How to email from your local apps & devices post Office 365 migration

The pitfalls of migration

Have you moved to Microsoft Office 365? Then there's a fair chance that you will by now have discovered that simply pointing email enabled applications and devices at the new cloud based Exchange servers will not get your email delivered. So, we need to do something about that, right?

In common with most businesses today you probably use a multi-function device that offers a one stop shop for printing, scanning and copying. Typically, these devices offer a scan-to-email capability. Other businesses commonly use web applications that distribute e-mails. This setup is commonplace and often overlooked by SMEs.

Microsoft's preferred solution is to relay your mail by using an IIS server with SMTP service enabled. The problem with this is that, in reality, many businesses -certainly a large number of those, simply do not have any servers in the office.
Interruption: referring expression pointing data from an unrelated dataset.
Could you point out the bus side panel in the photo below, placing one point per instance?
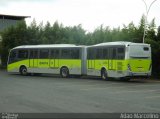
(14, 67)
(74, 65)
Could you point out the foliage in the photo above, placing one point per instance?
(21, 34)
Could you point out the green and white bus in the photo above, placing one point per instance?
(113, 59)
(119, 60)
(61, 59)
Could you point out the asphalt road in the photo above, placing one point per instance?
(49, 93)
Or they have tipped their local server over the edge of the nearest abandoned quarry to save costs. In these real-world circumstances, Microsoft's fancy solution won't work.

A simple solution

Still, no need to despair—I offer a simple solution. One that will work natively from within Microsoft Exchange, with or without TLS encrypted connections. It also supports either port 25 or port 587 and does not require any type of authentication. In fact, no user accounts or additional licenses are required to make this work. This is good because many older devices and applications support clear text across port 25 only.

First steps

The first step is to create a connector on the Exchange Server to allow for connection by an unauthenticated user. This sounds like it is an open relay but we'll take steps to allow this connection only from known IP Addresses permitted to use the connector. All other attempts are classified as unauthorised and denied.

Creating the Exchange Connector: 

• Log into the Microsoft Online Portal as a Global Administrator
• Click on the Admin menu and then on Exchange to open the Exchange Admin Centre.
• Click on the Mail Flow category and click the Connectors sub menu.
• Add an Inbound Connector
• Give the connector a descriptive name
• Set the Connector Type to On-premises
• Set Connection Security to Opportunistic TLS
• Set Domain Restrictions to Restrict domains by IP addresses
• Add a single Sender domain and use an * wildcard character to allow all.
• Add the public IP addresses that you will allow to relay
• Save the Connector
• Enable the connector if you have not already done so

A well earned rest

Those of you still with me at this point—including anyone who has resisted the temptation to run away and join the circus in an attempt to escape their IT responsibilities should brace themselves, because this is where I tell you how to make this connector burst out of its shirt like the Incredible Hulk and start performing astounding feats.

The SMTP Server used in your sending application or device is a little different but easy to locate. Here's one of the many ways to get this information:

Finding the SMTP Server

• Go back to the O365 portal and click the Admin menu and click on Office 365
• Click on the Domains category
• Select a primary domain 
• Click Manage DNS
• Find the MX record and copy the 'Point To' Address for that record 
• The 'Point To' format is likely to be [-.mail.protection.outlook.com] though we have also seen [-.mail.eo.outlook.com]. For example, if your domain was xxyyzz.com your MX record would look like this: xxyyzz.com.mail.protection.outlook. You'll use this value to represent the SMTP Server when you define your outbound mail settings in the application or device you want to send relay email.

Creating a bypass rule

One additional setting you may want to enable on the Exchange Online Server prevents all your relay email from heading straight for the Junk Folder. This process will create a mail filtering rule.

• Return to the Exchange Admin Console
• Click on the Mail Flow category and then the Rules sub menu
• Add a new rule of type "Bypass Spam Filtering..."
• Choose a good descriptive name for your rule.
• Set Apply this rule if... to "The sender is..." 
• Add the email addresses you want to use for sending relay email. These can be anything you like, but it must match exactly, or else the rule will not function correctly.
• Set Do the following... to Set the spam confidence level (SCL to... then set the action to Bypass spam filtering.
• Leave the remaining options on their default settings
• Save the rule.

If you have multiple rules, you may want to adjust the order of this rule so it fires properly. I suggest you make it the first rule while you test things and then adjust all of your rules to accommodate the order in which you ultimately want to process them. Mail Flow in general is complex and I have deliberately avoided giving too many details in this walk through on how best to manipulate these features.

Modifying your SMTP settings for your application or device

The final step in this process is to put everything together and make it work. Here's how;

Game, set and match

That's all there is to it.

Of course, the client side configuration will differ with every application and device you try to set up this way. But I can assure you that I have made this work with:

• Numerous MFP devices
• In-house web applications
• Routers and network devices that send notifications
• Mozilla Thunderbird, which is a good simple testing application

If you can make things work using Thunderbird, you should be able to translate the settings to any application or device and make it work as well.